Universal Machine: Short Film

Daniel Askill is an Australian filmmaker and artist who uses film, photographs, video installation and sculpture in his work. He recently directed Universal Machine. The film is a meditation on the ultimate fate of humanity’s relationship with technology. It follows a young woman who awakens in a post-apocalyptic world and must transcend a violent confrontation with a lifelike Artificial Intelligence. The film progresses through an elaborate sequence of dance and fight choreography. The filmmakers have said that “the action of the film beckons towards an evolved future of peace and compassion.”

 

Envika Saadvaskass plays the hero character. Saadvaskass won internet fame with a staggering clip of her training.  She has her own Guinness Book record for most punches per minute. The film was made by Collider, Strange Invention Company with Qlbeans. With additional matte painting & clean-Up by Framestore. The film was finished at the end of last year and has been in the festival circuit.

On Location

The film was shot in Burj Khalifa in Dubai, United Arab Emirates by DOP Jacob Møller.  The performances were designed by Belgian choreographer, Sidi Larbi Cherkaoui, the Artistic Director of the Royal Ballet Flanders, who choreographed Beyoncé’s much-lauded 2017 performance at the Grammy Awards. The soundtrack was by Grammy winner, and 3-time Oscar nominated composer Philip Glass (Mr Robot, Stranger Things,  The Truman Show, Powaqqatsi, Kundun and many more).

The production VFX supervisor was, Todd Sarsfield, (Strange Invention). We spoke to Bogdan Mihajlovic, the Visual Effects Supervisor at Qlbeans. He had previously worked with Sarsfield in LA. His company, Qlbeans, did the AI robot character development, tracking, rotomation and animation. The AI robot work included CG interactions, reflections, and shadows. Building the AI robot was challenging for the CG team as they had to find a balance between Saadvaskass and Tsuki Kozuki who was on set as the stand-in for the robot. Kozuki is much more muscular and as an older male, has a different body structure and joint position. Tsuki Kozuki is a very well respected modern ballet dancer from Japan, but as a man, his hips were higher and wider, his knees were jointed at a different height and his build is more muscular than the AI robot.

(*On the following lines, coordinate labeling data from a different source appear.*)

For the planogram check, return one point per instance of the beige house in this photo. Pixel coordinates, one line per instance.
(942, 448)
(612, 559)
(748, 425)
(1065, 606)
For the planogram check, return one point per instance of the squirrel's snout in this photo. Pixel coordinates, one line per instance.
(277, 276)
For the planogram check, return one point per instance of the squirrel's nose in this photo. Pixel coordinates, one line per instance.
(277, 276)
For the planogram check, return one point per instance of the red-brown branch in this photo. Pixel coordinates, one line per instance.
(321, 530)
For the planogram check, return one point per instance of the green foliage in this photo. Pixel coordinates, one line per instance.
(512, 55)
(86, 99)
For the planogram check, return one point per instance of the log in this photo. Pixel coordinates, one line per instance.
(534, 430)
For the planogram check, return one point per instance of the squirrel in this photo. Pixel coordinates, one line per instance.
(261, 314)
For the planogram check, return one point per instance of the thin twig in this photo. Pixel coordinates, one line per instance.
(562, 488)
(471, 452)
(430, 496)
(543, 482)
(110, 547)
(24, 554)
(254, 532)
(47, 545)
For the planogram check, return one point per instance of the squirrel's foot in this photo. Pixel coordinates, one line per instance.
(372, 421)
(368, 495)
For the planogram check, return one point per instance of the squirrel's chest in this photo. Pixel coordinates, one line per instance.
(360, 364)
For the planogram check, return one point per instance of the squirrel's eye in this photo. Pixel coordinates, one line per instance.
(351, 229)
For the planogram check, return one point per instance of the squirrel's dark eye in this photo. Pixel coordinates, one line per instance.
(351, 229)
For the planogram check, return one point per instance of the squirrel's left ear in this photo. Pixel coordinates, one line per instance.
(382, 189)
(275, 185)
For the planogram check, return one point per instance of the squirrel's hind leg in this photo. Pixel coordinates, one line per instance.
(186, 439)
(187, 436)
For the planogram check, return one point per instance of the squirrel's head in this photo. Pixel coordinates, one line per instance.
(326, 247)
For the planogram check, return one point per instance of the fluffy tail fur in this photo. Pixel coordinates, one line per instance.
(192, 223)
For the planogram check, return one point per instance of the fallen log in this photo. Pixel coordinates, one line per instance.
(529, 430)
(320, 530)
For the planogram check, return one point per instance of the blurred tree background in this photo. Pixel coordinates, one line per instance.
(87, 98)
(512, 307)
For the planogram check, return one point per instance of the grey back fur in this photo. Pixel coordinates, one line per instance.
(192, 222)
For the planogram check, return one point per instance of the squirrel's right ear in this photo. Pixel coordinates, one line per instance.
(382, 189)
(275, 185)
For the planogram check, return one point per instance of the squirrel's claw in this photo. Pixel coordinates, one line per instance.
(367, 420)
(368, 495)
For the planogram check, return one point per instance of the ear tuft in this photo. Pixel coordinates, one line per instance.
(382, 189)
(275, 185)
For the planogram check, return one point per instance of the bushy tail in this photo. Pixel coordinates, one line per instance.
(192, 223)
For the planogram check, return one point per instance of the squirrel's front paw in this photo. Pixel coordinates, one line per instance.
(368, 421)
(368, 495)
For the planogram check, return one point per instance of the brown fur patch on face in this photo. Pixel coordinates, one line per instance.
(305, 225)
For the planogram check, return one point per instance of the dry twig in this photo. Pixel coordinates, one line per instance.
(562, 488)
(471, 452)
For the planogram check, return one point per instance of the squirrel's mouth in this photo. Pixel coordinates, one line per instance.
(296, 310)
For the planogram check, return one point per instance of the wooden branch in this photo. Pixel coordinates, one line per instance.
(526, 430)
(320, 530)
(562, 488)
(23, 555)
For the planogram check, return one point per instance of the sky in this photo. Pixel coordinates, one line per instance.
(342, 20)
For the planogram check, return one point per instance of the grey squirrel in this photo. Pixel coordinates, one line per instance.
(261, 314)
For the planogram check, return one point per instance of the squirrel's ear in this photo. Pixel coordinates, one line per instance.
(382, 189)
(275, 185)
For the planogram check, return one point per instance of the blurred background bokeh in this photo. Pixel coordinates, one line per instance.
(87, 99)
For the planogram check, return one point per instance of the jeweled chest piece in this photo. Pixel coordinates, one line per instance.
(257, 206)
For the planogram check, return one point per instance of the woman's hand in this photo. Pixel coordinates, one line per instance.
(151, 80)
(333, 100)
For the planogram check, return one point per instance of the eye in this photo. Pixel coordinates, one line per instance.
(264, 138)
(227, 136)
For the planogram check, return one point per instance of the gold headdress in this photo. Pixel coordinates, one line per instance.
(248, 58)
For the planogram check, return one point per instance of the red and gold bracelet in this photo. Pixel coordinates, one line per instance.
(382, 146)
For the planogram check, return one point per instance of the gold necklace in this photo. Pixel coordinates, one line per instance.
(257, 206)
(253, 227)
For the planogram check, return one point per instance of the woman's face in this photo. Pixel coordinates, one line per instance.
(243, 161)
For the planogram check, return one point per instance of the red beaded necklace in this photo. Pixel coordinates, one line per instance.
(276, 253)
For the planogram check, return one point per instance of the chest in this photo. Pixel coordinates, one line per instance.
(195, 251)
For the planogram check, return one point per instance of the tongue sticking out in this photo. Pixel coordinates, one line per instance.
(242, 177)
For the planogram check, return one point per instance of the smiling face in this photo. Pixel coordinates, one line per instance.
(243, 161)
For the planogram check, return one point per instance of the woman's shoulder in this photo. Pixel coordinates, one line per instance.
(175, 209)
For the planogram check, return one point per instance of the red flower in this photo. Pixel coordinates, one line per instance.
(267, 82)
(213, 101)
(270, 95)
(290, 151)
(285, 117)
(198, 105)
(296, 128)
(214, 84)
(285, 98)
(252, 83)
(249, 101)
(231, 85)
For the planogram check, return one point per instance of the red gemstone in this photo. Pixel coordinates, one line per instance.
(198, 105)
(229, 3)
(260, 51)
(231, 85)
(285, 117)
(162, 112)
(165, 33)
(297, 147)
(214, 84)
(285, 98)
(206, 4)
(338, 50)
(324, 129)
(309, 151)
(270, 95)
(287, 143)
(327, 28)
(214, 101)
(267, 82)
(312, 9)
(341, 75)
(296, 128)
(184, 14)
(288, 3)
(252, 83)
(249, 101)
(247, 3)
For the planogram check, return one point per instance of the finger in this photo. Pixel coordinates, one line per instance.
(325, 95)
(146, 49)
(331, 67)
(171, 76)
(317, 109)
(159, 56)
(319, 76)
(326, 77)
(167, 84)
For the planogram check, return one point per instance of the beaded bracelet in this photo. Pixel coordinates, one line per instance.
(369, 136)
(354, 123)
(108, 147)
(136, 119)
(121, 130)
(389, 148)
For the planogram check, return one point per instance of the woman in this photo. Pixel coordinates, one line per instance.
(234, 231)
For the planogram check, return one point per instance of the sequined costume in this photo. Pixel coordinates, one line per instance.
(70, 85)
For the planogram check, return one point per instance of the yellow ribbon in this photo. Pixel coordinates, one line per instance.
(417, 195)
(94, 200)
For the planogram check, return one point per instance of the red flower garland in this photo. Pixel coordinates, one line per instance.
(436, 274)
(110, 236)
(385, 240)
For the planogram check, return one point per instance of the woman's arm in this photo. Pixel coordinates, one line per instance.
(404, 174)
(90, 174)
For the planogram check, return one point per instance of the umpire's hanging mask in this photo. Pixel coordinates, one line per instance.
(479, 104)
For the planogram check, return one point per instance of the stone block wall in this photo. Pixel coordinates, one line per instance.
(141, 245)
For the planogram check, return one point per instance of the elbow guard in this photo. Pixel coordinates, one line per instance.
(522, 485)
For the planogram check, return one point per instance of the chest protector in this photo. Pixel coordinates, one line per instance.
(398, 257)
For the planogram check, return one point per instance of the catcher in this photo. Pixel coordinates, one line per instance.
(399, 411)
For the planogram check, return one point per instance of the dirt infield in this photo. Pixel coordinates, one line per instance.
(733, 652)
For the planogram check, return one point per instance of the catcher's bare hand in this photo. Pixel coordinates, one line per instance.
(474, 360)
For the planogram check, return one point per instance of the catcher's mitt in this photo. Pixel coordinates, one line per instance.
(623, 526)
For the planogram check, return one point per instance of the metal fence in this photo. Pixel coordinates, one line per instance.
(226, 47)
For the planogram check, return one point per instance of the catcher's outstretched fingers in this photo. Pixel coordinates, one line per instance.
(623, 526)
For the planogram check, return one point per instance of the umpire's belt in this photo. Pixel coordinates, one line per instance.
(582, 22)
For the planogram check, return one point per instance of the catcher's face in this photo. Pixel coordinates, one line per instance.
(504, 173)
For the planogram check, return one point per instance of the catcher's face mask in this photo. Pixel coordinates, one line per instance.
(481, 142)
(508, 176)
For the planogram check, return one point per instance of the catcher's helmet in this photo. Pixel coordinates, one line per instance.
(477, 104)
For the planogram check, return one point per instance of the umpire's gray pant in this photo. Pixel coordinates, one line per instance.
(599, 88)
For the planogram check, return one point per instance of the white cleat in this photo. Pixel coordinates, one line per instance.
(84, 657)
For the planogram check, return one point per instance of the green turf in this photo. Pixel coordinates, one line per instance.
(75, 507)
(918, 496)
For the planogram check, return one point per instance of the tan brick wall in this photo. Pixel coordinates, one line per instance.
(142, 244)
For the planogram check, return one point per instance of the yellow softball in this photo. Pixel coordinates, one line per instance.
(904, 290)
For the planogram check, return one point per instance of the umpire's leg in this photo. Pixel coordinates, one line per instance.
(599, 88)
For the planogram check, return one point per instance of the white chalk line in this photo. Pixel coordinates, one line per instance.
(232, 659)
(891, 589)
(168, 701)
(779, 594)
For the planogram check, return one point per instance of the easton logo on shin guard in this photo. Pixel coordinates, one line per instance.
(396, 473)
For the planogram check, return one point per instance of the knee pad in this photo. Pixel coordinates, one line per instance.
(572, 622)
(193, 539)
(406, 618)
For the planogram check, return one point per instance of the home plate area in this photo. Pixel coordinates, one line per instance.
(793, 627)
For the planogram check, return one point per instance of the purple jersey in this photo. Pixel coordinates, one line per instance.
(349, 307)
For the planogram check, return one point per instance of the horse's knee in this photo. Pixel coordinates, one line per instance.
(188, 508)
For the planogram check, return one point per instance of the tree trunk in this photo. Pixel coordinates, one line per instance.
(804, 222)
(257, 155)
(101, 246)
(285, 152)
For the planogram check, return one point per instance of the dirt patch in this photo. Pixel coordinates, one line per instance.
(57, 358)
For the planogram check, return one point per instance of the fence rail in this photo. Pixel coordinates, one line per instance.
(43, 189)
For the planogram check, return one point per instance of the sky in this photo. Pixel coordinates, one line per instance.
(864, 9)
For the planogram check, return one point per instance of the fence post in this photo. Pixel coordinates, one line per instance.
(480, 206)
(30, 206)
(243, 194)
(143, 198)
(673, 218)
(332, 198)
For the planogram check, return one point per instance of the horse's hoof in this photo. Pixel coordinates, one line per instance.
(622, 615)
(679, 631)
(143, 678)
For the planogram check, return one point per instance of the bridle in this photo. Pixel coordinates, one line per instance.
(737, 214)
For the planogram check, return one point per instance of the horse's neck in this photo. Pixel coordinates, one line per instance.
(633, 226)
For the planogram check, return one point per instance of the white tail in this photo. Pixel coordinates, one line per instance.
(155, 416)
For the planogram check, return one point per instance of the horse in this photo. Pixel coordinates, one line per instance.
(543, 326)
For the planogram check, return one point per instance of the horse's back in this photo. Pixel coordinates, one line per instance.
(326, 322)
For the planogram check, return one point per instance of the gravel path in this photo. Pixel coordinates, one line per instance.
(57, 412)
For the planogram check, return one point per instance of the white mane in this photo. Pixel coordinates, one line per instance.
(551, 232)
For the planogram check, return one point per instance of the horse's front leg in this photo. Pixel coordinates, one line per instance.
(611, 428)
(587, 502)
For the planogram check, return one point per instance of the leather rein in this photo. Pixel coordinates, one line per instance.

In the film, there are clear interaction shots where both Saadvaskass and her stand-in were rotomated, tracked, and animated. Balancing both characters played a critical roll in perfecting the animation so that the VFX team could follow Kozuki’s amazing moves and acting. The location was extremely hot, with a hot wind, so there was no chance of LIDAR or sensible photogrammetry due to the conditions. Instead, the team tracked the shots, with only the help of some reference Go-Pro clips. Following that, detailed rotomation was done to transfer Kozuki’s complex movement to the AI robot rig.  Then a team of animators made an additional pass to tighten up the timing, and “make the moves a bit more robotic but still keeping the graceful choreography from the original footage” comments Mihajlovic.

The AI body armor was complex and was meant to look rigid which Mihajlovic said “gave us constraints during animation and the posing in scenes”. “We had to find solutions in rigging and then deal with complex body animation….we had Terminator 2 on constantly as a reference for the running shots,” he joked. The Robot also had major parts of it’s design, such as the skull, that were meant to be glass-like. Both solid gold and glass are difficult to animate during fluid choreography and graceful fighting. “It was extremely complex to animate, and we had to be very careful not to show armor interactions. It was tricky to make everything work ‘as a robot’, so that when the robot moves the armor parts didn’t go through the glass. We started it in Maya but the final rendering was via 3d Studio Max in V-Ray and then composited in Nuke,” he explained. “Actually the final rendering was done from Sarsfield’s, studio (Strange Invention) “.

In addition to obvious big rig removal and clean up, there was enormous attention to small details. For example, there are a few eye blinks in the film that “were barely visible but important to the director and story” explained Mihajlovic. “That was tricky to achieve with the dense body of polygons and have a consistent topology. We had to keep her inner glass part fully closed in topology for rendering and do an effects sim inside. At the same time, we had to preserve the model details in the eye while ‘it’ blinks”.

In the final digital embrace Qlbeans needed to work on the robot, matching the body of Kozuki and also do a very exact digital double for Saadvaskass. “What you see is actually her, but we matched her exactly with a digital double. We then projected her footage back onto the geometry so that we could use this textured model in the ray-traced render of the Robot’s glass head” Mihajlovic comments. This also means that the shot has all the right reflections and shadows on the robot and in turn, the AI robot casts the right colour of shadows back on Saadvaskass. “I think, as a result of working this way, the shot looks very real, even as we see it from so many different angles as the camera moves”.